I liked any subject that required more writing than “y = mx + b.” I’m not even sure if THAT formula is right for slope, but I think it is… I am not smarter than a fifth grader when it comes to simple arithmetic and basic algebraic functions.
Where I excel is in the social sciences. I liked writing, but English papers were not as exciting to me as history and social studies. When I got into college, that added psychology and political science to the mix. I got a good foundation in English, but the real value was learning how to write about everything else.

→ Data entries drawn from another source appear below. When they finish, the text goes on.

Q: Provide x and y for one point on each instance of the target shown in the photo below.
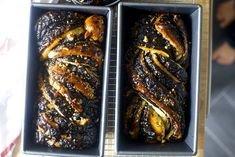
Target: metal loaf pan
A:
(127, 13)
(29, 146)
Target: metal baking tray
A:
(29, 147)
(192, 16)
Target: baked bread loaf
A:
(71, 54)
(157, 61)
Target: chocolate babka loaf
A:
(71, 55)
(156, 64)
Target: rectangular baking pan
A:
(29, 147)
(192, 16)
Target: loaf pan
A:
(127, 13)
(29, 146)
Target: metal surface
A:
(193, 15)
(32, 76)
(103, 3)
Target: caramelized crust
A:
(157, 70)
(70, 47)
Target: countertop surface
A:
(204, 80)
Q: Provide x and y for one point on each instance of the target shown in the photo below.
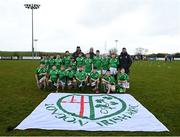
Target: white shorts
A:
(99, 71)
(125, 85)
(42, 79)
(113, 71)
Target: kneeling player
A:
(70, 77)
(123, 83)
(61, 82)
(81, 77)
(40, 76)
(108, 82)
(52, 77)
(94, 79)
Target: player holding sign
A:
(123, 83)
(70, 80)
(108, 82)
(94, 79)
(61, 81)
(40, 76)
(97, 61)
(113, 64)
(52, 77)
(88, 64)
(67, 59)
(58, 62)
(81, 77)
(80, 60)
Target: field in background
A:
(155, 84)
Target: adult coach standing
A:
(125, 60)
(77, 52)
(91, 52)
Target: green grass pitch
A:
(155, 84)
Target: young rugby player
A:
(73, 65)
(123, 83)
(52, 77)
(67, 59)
(88, 64)
(95, 79)
(81, 78)
(113, 63)
(97, 61)
(61, 81)
(108, 82)
(40, 76)
(58, 62)
(105, 64)
(80, 61)
(70, 80)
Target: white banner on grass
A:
(91, 112)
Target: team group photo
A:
(89, 68)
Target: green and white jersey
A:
(81, 75)
(105, 63)
(94, 75)
(40, 72)
(45, 61)
(88, 65)
(51, 62)
(61, 74)
(53, 75)
(73, 65)
(58, 62)
(80, 61)
(69, 73)
(122, 77)
(113, 62)
(110, 79)
(66, 61)
(97, 62)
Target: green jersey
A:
(66, 61)
(73, 65)
(122, 77)
(61, 74)
(110, 79)
(58, 62)
(94, 75)
(45, 61)
(97, 62)
(81, 75)
(69, 73)
(88, 65)
(113, 62)
(40, 72)
(80, 61)
(105, 63)
(53, 75)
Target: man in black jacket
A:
(77, 52)
(91, 52)
(125, 61)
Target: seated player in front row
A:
(52, 77)
(108, 82)
(94, 79)
(123, 83)
(40, 76)
(61, 81)
(70, 80)
(81, 77)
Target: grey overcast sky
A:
(61, 25)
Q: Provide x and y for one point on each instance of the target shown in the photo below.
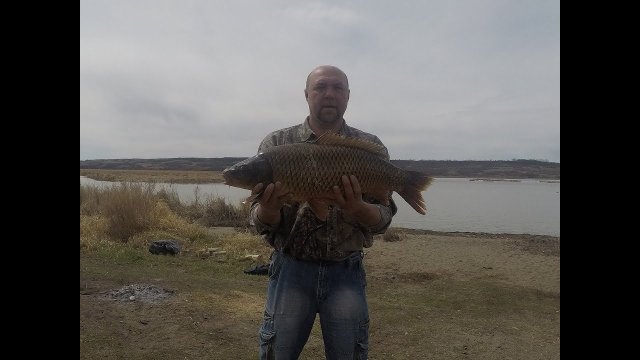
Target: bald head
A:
(326, 69)
(327, 94)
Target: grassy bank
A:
(431, 295)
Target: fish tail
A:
(415, 183)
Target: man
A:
(316, 266)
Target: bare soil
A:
(432, 295)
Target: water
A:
(453, 204)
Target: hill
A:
(491, 169)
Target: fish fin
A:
(253, 197)
(382, 195)
(411, 192)
(331, 138)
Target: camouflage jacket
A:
(300, 233)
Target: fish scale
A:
(310, 170)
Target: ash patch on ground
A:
(138, 292)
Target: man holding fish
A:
(323, 190)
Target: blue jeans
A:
(298, 290)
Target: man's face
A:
(327, 95)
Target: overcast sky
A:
(434, 79)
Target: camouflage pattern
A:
(300, 233)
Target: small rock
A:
(164, 247)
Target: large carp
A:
(309, 170)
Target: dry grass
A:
(431, 296)
(160, 176)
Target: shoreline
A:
(477, 234)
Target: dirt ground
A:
(421, 262)
(531, 261)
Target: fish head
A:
(248, 173)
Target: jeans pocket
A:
(363, 274)
(276, 263)
(362, 345)
(267, 332)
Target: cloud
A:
(434, 80)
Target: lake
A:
(527, 206)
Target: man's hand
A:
(352, 204)
(270, 202)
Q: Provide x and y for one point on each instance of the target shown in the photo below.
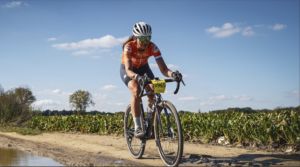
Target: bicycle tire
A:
(168, 157)
(138, 150)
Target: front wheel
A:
(168, 135)
(135, 145)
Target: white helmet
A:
(141, 29)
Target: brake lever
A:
(182, 82)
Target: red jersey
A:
(139, 58)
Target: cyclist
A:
(136, 51)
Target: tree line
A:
(72, 112)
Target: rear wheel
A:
(135, 145)
(169, 138)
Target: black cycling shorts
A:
(141, 71)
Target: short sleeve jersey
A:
(139, 58)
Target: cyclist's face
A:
(142, 45)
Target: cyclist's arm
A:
(128, 66)
(163, 68)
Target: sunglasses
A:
(144, 38)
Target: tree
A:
(80, 100)
(24, 96)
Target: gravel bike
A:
(167, 130)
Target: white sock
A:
(137, 122)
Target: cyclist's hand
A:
(139, 79)
(177, 76)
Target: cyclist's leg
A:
(135, 99)
(149, 87)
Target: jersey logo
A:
(155, 48)
(128, 48)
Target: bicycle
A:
(167, 130)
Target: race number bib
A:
(159, 85)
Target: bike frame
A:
(156, 100)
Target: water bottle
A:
(149, 112)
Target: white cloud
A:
(116, 104)
(277, 26)
(51, 39)
(187, 98)
(122, 92)
(13, 4)
(107, 41)
(219, 97)
(259, 25)
(108, 87)
(243, 98)
(248, 31)
(294, 93)
(56, 92)
(171, 66)
(153, 65)
(206, 103)
(226, 30)
(82, 52)
(95, 57)
(105, 96)
(46, 102)
(88, 52)
(55, 84)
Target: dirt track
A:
(94, 150)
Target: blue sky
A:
(231, 53)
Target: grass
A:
(22, 131)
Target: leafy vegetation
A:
(21, 130)
(276, 127)
(15, 105)
(80, 100)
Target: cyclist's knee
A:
(134, 89)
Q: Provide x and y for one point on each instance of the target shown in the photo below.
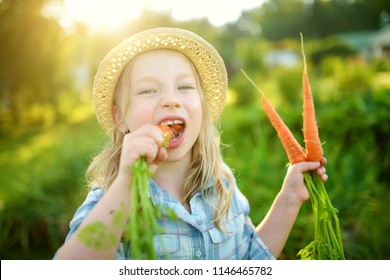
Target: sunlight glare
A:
(111, 14)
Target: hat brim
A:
(207, 62)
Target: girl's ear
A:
(118, 120)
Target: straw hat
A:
(208, 63)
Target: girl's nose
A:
(170, 100)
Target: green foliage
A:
(48, 135)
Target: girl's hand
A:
(146, 141)
(294, 186)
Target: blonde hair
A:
(206, 167)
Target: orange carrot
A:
(167, 134)
(313, 145)
(291, 146)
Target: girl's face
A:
(163, 89)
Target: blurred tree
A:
(318, 18)
(31, 72)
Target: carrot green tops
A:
(192, 235)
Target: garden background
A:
(48, 131)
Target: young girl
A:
(172, 76)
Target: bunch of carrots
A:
(143, 218)
(327, 243)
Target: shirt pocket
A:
(171, 247)
(226, 243)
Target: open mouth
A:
(176, 127)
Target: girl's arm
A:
(276, 226)
(146, 141)
(117, 198)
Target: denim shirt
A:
(193, 235)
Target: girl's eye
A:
(147, 91)
(186, 88)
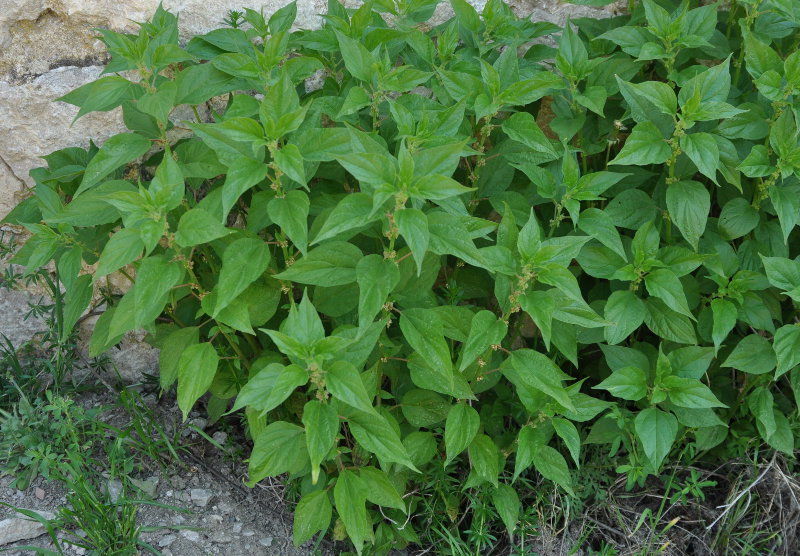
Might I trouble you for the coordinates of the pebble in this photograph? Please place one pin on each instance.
(221, 537)
(220, 437)
(114, 490)
(201, 496)
(192, 536)
(225, 508)
(167, 540)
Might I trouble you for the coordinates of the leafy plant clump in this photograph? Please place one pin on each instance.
(457, 259)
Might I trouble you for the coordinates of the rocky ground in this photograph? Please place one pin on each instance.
(199, 508)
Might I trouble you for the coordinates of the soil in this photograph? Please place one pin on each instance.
(214, 512)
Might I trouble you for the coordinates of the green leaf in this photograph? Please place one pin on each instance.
(600, 226)
(485, 330)
(669, 324)
(376, 278)
(569, 434)
(762, 406)
(353, 211)
(331, 264)
(701, 148)
(538, 371)
(664, 284)
(290, 212)
(522, 127)
(287, 381)
(197, 226)
(311, 515)
(170, 354)
(690, 392)
(645, 145)
(530, 238)
(78, 297)
(344, 382)
(759, 57)
(753, 355)
(374, 433)
(656, 430)
(484, 458)
(626, 312)
(357, 59)
(290, 161)
(507, 504)
(322, 425)
(422, 329)
(787, 348)
(380, 489)
(423, 408)
(155, 277)
(689, 204)
(413, 227)
(102, 95)
(738, 218)
(115, 152)
(243, 262)
(124, 247)
(627, 383)
(460, 429)
(279, 448)
(725, 315)
(526, 91)
(782, 273)
(196, 370)
(243, 174)
(350, 495)
(552, 466)
(786, 203)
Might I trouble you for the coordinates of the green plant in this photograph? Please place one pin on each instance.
(459, 259)
(37, 437)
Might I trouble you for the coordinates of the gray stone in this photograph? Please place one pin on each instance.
(16, 529)
(114, 490)
(220, 437)
(201, 496)
(166, 540)
(191, 536)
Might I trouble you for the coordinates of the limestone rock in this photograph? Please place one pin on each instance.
(19, 529)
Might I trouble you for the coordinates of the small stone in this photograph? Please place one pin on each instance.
(221, 537)
(199, 422)
(18, 529)
(225, 508)
(114, 490)
(201, 496)
(167, 540)
(192, 536)
(220, 437)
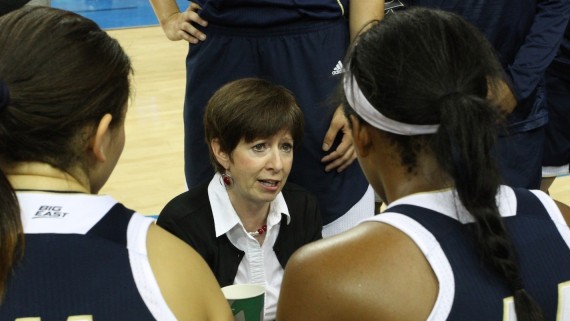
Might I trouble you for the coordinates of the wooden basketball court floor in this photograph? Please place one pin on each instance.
(150, 171)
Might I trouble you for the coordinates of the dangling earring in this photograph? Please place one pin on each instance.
(227, 180)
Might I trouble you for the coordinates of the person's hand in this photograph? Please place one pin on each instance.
(503, 97)
(179, 26)
(344, 154)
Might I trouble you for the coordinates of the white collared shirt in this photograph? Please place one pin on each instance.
(260, 264)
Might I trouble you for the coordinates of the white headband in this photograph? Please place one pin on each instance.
(364, 109)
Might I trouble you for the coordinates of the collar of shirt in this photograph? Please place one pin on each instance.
(226, 218)
(447, 202)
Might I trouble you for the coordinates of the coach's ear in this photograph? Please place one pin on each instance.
(360, 136)
(222, 157)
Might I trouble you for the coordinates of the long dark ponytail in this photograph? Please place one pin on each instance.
(423, 66)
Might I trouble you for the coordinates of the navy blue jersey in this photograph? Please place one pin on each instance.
(468, 289)
(81, 259)
(267, 13)
(561, 65)
(526, 35)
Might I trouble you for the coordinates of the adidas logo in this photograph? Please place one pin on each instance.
(338, 69)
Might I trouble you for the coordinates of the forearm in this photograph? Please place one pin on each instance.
(164, 9)
(362, 12)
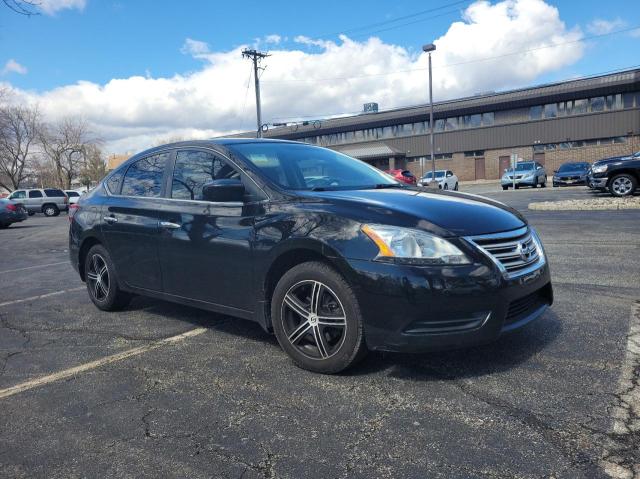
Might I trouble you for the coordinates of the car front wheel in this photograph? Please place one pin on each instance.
(317, 319)
(623, 185)
(102, 282)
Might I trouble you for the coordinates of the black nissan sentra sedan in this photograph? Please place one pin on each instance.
(329, 253)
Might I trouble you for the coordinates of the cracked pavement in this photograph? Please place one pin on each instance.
(560, 398)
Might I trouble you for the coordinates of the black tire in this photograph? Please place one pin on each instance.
(324, 347)
(50, 210)
(114, 298)
(623, 185)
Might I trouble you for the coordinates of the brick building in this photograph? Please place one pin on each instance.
(579, 120)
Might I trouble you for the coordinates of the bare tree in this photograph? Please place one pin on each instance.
(66, 144)
(19, 132)
(95, 167)
(23, 7)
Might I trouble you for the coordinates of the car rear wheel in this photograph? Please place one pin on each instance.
(102, 282)
(317, 319)
(623, 185)
(50, 210)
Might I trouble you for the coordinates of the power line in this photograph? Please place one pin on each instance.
(397, 19)
(316, 80)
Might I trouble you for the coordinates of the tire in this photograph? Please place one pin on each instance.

I know that I blog here, that none of my work is cleaned up. That it won’t show you how capable I am after sitting with an editor for a few days, or even me hammering the same piece for a few days rather than blowing ’em off and keep going. That was a process that started in high school, and I haven’t needed with blogging because it’s all what Brene Brown would call “shitty first drafts.”
None of my SFDs are anything I would submit to publication without serious reworking. I learned that from having to whittle academic papers and then lost the ability somewhere along the way. I could be better than I am right now, and the goal over the next few years is to find out how. Maybe it’s going to conferences. Maybe it’s going back to university. Whatever it is, I need my writing to change as I do.
Maybe that means hitting the big red button on posting here, but I doubt it. Taking down this web site is more trouble than it’s worth. I might not ever get back meaningful pieces without having to comb the way back machine for days. But there’s nothing wrong with turning my attention to academia when it needs it. My blog will survive the lack of updates because you people are strangely attached to me for some reason. 🙂
Whatever I do, it will be built on the shoulders of my grade school teachers, who taught me how to craft sentences and build them into paragraphs. Most of the ones I’ve really loved are gone now, but to the ones that are still with us, thank you.
There was a point at which I got old enough in school that I realized writing would help me anywhere. This is where my English teachers became even more invaluable. They were setting me up for all kinds of ways to work with bosses. I still struggled in math, but I was assured that I wouldn’t have to use it.
That has remained true, but I have a different outlook on math classes than I used to. I can get AI to tutor me and it’s always available. So making it through college math classes looks different now, because I didn’t have someone to ask. No one in my family is good at higher math, except for my mother’s father, and he died in the 90s. Having AI takes a lot of anxiety off me because I cannot farm out beautiful sentences. Those have to come from me.
But AI will always be available when I forget the formula for slope.